Le chef de l'État sortant, Nicolas Maduro, a été réélu ce week-end président du Vénézuela avec près 70% des suffrages. Sa victoire est très contestée par la population mais aussi par l'opposition et une partie de la communauté internationale.

Ce dimanche, Nicolas Maduro, chef de l'État sortant du Vénézuela, a été déclaré vainqueur de l'élection présidentielle avec plus de 70% des suffrages, suite au dépouillement de la quasi-totalité des bulletins de vote. Cette victoire amène beaucoup de suspicions de la part de la population, mais aussi de l'opposition et de la communauté internationale, quant à la légalité de ce résultat. Ainsi le président socialiste remporte 67,7% des voix contre 21,2% pour son principal adversaire, Henri Falcon. Ce dernier a d'ailleurs rejeté les résultats, et demande un nouveau vote avant la fin de l'année. La présidente du Conseil national électoral, Tibisay Lucena, fait état d’une « tendance irréversible ».
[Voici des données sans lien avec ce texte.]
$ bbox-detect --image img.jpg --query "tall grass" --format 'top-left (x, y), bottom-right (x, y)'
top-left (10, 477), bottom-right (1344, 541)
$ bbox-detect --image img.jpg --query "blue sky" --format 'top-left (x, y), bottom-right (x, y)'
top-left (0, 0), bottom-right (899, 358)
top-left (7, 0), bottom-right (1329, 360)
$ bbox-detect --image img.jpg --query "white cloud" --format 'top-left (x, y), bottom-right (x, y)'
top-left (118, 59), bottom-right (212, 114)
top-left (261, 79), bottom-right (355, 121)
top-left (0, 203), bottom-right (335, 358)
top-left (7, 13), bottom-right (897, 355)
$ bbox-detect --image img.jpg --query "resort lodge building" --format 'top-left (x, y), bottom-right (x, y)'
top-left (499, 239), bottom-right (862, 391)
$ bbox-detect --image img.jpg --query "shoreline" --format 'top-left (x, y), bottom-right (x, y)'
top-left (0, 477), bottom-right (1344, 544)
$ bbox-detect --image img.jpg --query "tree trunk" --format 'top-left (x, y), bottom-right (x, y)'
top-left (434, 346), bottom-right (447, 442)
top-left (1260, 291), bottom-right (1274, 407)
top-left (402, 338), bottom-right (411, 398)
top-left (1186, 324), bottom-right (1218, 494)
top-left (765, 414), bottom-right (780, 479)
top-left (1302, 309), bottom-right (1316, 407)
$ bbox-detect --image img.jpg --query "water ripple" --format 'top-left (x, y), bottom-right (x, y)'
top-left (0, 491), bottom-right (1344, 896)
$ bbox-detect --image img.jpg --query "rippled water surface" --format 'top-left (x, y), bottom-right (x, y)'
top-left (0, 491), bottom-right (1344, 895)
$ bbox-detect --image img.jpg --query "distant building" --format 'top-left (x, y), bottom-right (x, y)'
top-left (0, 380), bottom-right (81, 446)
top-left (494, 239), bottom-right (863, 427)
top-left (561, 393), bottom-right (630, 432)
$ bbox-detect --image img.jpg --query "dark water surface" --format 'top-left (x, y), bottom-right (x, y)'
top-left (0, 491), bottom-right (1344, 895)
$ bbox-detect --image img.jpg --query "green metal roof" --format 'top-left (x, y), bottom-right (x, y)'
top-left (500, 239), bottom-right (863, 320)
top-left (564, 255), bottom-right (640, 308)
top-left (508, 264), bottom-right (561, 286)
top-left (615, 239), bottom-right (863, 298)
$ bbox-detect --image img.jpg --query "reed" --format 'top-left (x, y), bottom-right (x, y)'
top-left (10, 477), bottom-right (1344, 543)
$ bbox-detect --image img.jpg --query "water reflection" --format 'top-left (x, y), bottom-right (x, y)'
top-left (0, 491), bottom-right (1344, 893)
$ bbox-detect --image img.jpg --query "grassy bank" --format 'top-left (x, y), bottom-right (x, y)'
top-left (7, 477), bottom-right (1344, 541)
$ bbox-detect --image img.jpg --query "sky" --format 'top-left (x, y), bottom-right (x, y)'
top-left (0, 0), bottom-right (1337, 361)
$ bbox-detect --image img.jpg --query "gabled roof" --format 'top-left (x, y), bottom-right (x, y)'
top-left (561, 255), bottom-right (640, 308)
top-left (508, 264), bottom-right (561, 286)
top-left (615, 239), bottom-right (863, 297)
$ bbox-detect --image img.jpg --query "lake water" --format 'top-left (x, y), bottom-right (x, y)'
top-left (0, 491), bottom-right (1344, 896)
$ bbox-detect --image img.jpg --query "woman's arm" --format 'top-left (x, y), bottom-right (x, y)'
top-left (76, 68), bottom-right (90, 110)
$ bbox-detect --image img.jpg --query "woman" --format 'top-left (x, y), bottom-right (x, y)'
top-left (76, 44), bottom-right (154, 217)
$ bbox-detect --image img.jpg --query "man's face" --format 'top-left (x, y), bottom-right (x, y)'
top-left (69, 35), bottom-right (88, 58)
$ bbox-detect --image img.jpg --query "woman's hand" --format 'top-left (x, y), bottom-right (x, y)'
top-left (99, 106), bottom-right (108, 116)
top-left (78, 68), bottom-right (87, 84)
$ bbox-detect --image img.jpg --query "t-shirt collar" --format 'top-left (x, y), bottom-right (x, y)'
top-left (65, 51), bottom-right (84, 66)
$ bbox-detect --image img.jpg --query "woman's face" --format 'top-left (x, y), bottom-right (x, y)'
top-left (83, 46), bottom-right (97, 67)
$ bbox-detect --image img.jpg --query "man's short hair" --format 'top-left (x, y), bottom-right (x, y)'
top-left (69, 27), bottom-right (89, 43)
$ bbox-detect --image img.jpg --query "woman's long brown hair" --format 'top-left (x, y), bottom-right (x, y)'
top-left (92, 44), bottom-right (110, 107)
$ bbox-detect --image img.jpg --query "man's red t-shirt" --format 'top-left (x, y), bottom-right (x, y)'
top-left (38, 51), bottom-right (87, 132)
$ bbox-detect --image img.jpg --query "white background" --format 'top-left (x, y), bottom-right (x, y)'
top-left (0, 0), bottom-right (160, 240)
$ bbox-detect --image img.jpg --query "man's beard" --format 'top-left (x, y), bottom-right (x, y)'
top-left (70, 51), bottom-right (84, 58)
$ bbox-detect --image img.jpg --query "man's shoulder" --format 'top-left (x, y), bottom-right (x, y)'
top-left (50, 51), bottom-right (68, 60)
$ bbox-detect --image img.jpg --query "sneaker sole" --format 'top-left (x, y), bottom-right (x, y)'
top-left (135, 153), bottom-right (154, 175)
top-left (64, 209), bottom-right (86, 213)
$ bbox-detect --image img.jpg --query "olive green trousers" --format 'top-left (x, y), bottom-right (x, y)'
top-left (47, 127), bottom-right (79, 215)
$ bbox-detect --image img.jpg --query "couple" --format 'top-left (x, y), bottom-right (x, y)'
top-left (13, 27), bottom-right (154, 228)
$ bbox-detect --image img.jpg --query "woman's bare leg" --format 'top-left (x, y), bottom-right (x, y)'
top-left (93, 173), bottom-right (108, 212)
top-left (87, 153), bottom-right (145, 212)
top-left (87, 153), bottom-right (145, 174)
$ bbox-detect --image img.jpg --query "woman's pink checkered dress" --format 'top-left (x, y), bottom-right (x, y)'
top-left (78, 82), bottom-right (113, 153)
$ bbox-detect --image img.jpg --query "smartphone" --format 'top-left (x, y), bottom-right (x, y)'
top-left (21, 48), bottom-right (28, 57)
Les électeurs recevaient des bolivars après avoir voté

Selon Henri Falcon, il y a un total manque de légitimité dans cette élection. « Nous ne reconnaissons pas ce processus électoral, pour nous, il n’y a pas eu d’élection. Une nouvelle élection doit être organisée au Venezuela », avait-il cité lors d'une conférence de presse. Il accuse d'ailleurs le gouvernement d'avoir fait pression sur les électeurs. 

L'adversaire de Nicolas Maduro pointe du doigt les tentes, aussi appelées les points rouges, installées près de chaque bureaux de vote et installées par le PSUV. Après avoir été voté, les électeurs se rendaient dans un des 12 711 points rouges pour s'inscrire et espérer obtenir la récompense promise par le président. Les électeurs devaient par la suite recevoir un virement de 10 millions de bolivars après avoir voté.

D'autres pays s'occupent de cette affaire de scrutin

En dehors de l'opposition, les États-Unis, l'Union européenne et le groupe de Lima (alliance de 14 pays d'Amérique et des Caraïbes) rejettent ce scrutin et dénoncent cette fraude qui existe depuis des mois dans le pays. 

Près de 20 millions d’électeurs étaient appelés à voter dimanche à l'élection présidentielle, dont Nicolas Maduro était le grand favori, alors que plus de 75 % des Vénézuéliens désapprouvent ses actions envers le pays, liées notamment aux pénuries de nourriture, de médicaments, ou encore d’électricité. Il y a également une forte hausse de l'insécurité actuellement.